Et des conceptions sommaires de la bourgeoisie se résument à des
personnes opulentes, à des hôtels de plaisir bourgeois, etc. En
cette fin du XIXe siècle que la classe ouvrière s’extirpe encore
peu à peu du monde rural lequel reste prégnant au niveau des
besoins et des comportements. Les besoins des éléments récemment
prolétarisés, mêlés à une faune d’individus instables qui
fréquentent des cafés où certains passent beaucoup de temps à
écouter celui qui parle le plus fort, sont marqués par l’impatience
et le goût de la violence dans les échanges. Parmi les ouvriers les
plus vindicatifs, voire les plus décidés à passer, on trouve des
immigrés italiens, mais plus souvent encore des paysans/ouvriers
monté à Paris des diverses provinces. L’ouvrier immigré italien,
venu d’un pays tardivement constitué, se retrouvera peu à peu en
tête des luttes de classe. La venue de l’immigrant italien remonte
au Second Empire (1852-1870) et ce phénomène subit une nette
accélération dans les années suivantes, à partir de 1875 sous la
Troisième République. L'immigration italienne provient pour
l'essentiel du nord de la péninsule, en particulier du Piémont et
de la Toscane et, dans une moindre mesure, de Lombardie et
d'Émilie-Romagne. Dans l'ensemble, ces immigrés étaient des hommes
jeunes et à forte mobilité. La cause première était la nécessité
pour tous ces hommes et femmes de quitter un pays où les paysans
étaient globalement exclus du processus de structuration
capitaliste. Autre caractéristique de cet ouvrier immigré jeune, il
veut aller plus vite que tout le monde et en finir avec la société
capitaliste. D’une manière ou d’une autre.
Le
souvenir de la Commune n’a-t-il donc pas suscité des vocations
terroristes, comme l’a suggéré au chapitre précédent un
propagandiste anarchiste anonyme ? Pour une part, la mémoire du
carnage sanglant et l’avachissement politique des organismes qui se
réclamaient du mouvement ouvrier n’empêchait pas de dormir ni ne
motivait de jeunes éléments anarchistes mécontents de leur
situation sociale (animés par un désir de vengeance) et,
certainement ignorant dans le détail le déroulé des événements
trois décennies auparavant. En Russie par contre au même moment, où
le drame de la Commune était peu connu, les jeunes intellectuels se
révoltaient non simplement par vengeance mais contre l’étau d’une
autocratie d’un autre âge. Après 1870 en Russie le nihilisme
anarchiste passe à l'action. Les réformes d'Alexandre II avaient
laissé de lourdes déceptions sociales; beaucoup des paysans,
affranchis du seigneur, étaient tombés sous les griffes de
l'usurier, plus misérables, et désespérant de posséder jamais le
coin de terre que la loi leur accordait nominalement. Le tsar
lui-même, inquiet du mouvement dit nihiliste, avait renoncé à
développer les institutions libérales qu'il avait concédées dans
un accès de générosité. Les étudiants russes allaient tenter
d’apporter de l’extérieur le réveil pour les masses exploitées.

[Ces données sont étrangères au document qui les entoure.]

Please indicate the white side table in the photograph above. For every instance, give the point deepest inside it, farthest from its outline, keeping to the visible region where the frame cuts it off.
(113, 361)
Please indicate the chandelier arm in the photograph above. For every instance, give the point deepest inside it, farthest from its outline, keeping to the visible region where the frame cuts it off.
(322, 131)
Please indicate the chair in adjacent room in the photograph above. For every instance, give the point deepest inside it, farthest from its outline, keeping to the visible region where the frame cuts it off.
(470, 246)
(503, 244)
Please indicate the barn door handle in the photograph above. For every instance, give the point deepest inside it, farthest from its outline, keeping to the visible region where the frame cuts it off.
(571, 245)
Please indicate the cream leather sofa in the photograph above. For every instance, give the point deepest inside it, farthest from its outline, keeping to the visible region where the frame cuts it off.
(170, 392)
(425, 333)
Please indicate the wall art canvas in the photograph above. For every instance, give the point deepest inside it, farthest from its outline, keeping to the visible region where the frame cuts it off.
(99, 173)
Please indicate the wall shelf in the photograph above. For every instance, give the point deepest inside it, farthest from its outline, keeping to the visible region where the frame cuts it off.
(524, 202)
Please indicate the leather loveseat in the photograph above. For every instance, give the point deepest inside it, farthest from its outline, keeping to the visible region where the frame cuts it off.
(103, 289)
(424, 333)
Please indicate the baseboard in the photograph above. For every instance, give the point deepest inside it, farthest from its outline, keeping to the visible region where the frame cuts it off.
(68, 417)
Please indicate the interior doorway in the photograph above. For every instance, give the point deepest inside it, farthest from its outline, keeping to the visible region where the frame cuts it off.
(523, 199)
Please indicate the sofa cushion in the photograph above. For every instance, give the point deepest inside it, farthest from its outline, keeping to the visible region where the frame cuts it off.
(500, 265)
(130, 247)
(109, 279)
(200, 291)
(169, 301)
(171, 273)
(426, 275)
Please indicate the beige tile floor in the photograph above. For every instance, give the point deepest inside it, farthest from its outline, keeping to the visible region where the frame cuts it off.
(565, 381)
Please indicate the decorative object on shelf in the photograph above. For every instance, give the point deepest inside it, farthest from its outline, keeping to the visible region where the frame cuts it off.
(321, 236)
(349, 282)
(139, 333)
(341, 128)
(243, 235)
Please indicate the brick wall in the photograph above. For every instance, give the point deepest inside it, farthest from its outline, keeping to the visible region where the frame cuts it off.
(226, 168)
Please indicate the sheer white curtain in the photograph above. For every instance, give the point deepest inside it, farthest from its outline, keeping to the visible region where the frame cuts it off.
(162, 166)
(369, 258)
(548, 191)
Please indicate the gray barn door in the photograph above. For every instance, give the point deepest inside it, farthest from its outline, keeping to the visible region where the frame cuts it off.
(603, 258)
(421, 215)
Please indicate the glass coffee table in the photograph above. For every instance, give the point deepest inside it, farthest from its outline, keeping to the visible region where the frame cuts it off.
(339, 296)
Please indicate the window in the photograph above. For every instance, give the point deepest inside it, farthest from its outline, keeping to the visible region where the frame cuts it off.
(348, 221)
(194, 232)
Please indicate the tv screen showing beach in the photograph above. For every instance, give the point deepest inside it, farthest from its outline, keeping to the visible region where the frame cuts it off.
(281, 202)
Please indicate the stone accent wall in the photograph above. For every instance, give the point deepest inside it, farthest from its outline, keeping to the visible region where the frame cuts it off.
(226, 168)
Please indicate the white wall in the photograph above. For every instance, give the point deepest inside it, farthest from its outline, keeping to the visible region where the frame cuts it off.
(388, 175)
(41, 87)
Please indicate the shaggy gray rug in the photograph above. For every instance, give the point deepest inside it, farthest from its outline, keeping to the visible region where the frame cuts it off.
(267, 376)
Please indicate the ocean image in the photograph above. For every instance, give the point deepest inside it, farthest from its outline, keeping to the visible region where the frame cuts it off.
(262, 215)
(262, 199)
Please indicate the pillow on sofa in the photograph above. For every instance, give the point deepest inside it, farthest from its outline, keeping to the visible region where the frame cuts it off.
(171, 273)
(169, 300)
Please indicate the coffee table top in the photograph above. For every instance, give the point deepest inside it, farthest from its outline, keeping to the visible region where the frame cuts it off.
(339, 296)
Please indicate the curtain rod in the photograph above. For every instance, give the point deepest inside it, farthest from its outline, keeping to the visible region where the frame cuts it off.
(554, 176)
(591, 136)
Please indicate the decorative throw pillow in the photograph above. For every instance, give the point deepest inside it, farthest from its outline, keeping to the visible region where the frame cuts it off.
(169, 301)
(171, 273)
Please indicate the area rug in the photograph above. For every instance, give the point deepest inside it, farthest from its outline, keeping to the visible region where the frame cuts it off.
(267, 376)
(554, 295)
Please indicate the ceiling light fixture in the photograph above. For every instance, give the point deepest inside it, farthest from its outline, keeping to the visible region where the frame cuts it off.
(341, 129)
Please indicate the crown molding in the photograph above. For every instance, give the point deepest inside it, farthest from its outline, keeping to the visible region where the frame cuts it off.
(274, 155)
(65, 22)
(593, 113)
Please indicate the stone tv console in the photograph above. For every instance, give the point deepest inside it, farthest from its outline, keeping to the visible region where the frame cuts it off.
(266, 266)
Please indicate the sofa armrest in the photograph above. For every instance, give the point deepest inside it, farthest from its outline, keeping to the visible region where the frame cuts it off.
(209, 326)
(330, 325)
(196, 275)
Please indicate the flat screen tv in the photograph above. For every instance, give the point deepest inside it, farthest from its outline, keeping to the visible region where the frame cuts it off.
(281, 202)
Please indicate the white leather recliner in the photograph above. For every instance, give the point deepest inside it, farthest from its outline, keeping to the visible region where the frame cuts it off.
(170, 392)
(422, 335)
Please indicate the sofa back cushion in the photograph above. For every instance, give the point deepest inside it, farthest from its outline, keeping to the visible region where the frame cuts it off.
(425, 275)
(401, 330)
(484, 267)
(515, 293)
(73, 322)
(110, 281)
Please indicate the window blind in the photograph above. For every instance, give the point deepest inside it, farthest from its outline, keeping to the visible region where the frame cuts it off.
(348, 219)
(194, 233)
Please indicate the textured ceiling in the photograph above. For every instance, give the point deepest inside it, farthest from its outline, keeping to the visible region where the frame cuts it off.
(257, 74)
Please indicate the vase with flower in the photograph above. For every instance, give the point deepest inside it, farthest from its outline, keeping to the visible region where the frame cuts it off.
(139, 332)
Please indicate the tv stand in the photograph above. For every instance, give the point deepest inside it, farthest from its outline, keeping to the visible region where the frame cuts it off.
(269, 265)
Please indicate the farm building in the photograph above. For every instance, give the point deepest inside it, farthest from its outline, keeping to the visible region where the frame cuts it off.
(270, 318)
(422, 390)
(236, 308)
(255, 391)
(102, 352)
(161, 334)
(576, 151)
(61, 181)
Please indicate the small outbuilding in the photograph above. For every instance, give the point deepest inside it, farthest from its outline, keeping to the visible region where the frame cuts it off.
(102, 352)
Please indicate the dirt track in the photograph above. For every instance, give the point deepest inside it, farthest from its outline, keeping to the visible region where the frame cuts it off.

En janvier 1876 Vera Zassoulitch tire sur le chef de la police de
Saint Pétersbourg, Trepov qui avait torturé un de ses camarades, le
blesse. Elle est acquittée de cet attentat et devient une égérie
de la révolution en Europe et même une correspondante de Marx.
L’histoire de la Narodnaya Volia (La volonté du peuple) est
connue, son credo, la terreur systématique contre les tyrans finira
par être contre-productive et simple prurit d’une idéologie de
révolte paysanne dépassée, relayée par l’intelligentsia en
colère.
LES
LOIS ANTI-SOCIALISTES EN ALLEMAGNE
Le
mouvement socialiste avait assisté impuissant en Allemagne à
l’écrasement sanglant de la Commune alors que le pays était en
situation d’armistice avec la bourgeoisie française vaincue. Il
n’y avait aucun risque par conséquent de généralisation de la
« révolution violente ». Pour la période moderne de la
fin du XIXe siècle, l’Allemagne est désormais toujours en avance
sur la France pour les réformes ou les lois sociales
exceptionnelles. Des « lois scélérates » avaient été
adoptées quinze années avant la France. En 1878, à l’occasion de
deux attentats minables contre le kaiser Guillaume 1er,
qui ont été évoqués au chapitre précédent, Bismarck s’en sert
pour museler la social-démocratie. Le prétexte d’une collusion
avec les terroristes était pourtant bien mince, ils avaient assisté
à des réunions du parti SD alors qu’ils n’en étaient ni
membres ni sympathisants. Le droit de réunion avait été suspendu
un peu partout, perquisitions et condamnations pleuvaient. Au lieu de
répliquer sans baisser la garde ou en organisant de grandes
manifestations ou grèves, la social-démocratie se coucha devant
Bismarck. Pendant des semaines l’organe central du parti, le
Vorwärts, publia en tête de chaque numéro l’appel suivant :
« Camarades ! Ne vous laissez pas provoquer ! On veut
tirer ! La réaction a besoin d’émeutes pour gagner la
partie ! ». Cet appel pleutre signifiait bien que
l’appareil socialiste allemand avait gardé son appréhension de la
Commune de 1871 comme une tempête sociale dangereuse à éviter.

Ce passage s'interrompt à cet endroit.